Working for $12 an hour, the couple could squeeze out enough money to
continue renting their tiny mobile home in an Atlanta suburb, along
with monthly payments on the eight-year-old car they drove with care.
Their children, ages 12 and 13, had friends and space to play in the
mobile home community where they lived. When tips came their way, the
couple could buy the occasional treat for their kids.
But since last March, the family has lost almost everything.
As the pandemic raged, the trampoline park went dark and they were
laid off. At first, they got unemployment benefits. Then, with no
explanation, their unemployment payments stopped coming. The family
was evicted. Because the one-bedroom efficiency apartment they moved
into does not accept pets, they had to give their beloved family dog
to a local fire station.
What's more, they lost their car. Eventually both of them found
new jobs, but at considerably lower pay. Until the couple gets back on
their feet, their children are living with a relative in Texas.

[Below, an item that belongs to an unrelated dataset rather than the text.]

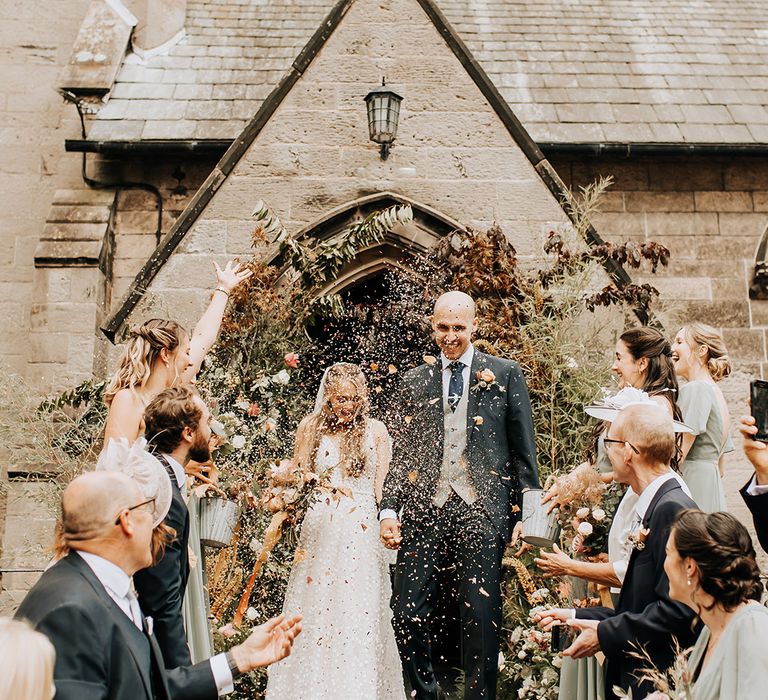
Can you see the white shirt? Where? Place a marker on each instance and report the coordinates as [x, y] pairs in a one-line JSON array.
[[118, 584], [625, 521], [178, 472], [466, 359]]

It didn't have to be this way. If they had gotten the full
unemployment benefits they were entitled to, the couple could have
paid their bills until they landed new jobs. But like thousands of
Georgia residents whose livelihoods were upended by the pandemic, they
were let down by the Georgia Department of Labor (GDOL), whose extreme
delays in processing, paying and hearing appeals on unemployment
claims have opened broad tears in the social safety net.
The family learned later that their unemployment payments stopped
because their employer had appealed their eligibility for benefits.
The family has appealed the disqualification but has not yet received
a hearing date.
"It's supposed to be a bridge, the unemployment system,
but it threw us off a cliff, it was no bridge," Jermaine
Summers, 40, said. According to his estimates, he is owed about 17
weeks of benefits, or about $7,000. His wife, he says, should have
received about $15,000.
"I've worked since I was 15 in the state of Georgia, and
for me to have poured all that money into this system and to see how
my life has fallen by the wayside when I need the help most,
it's a slap in the face," he said. "I'm not
looking for a handout but I mean, right is right and wrong is wrong,
and this is extremely wrong."
Seeking to have that wrong made right for people across Georgia who
find themselves in similar straits, the Southern Poverty Law Center
announced in June that it, along with its co-counsel at Bondurant,
Mixson, and Elmore LLP, is representing a group of residents who are
suing GDOL, Commissioner of Labor Mark Butler, and the state of
Georgia. The suit argues that major delays on unemployment claims
filed during the pandemic violate state and federal law.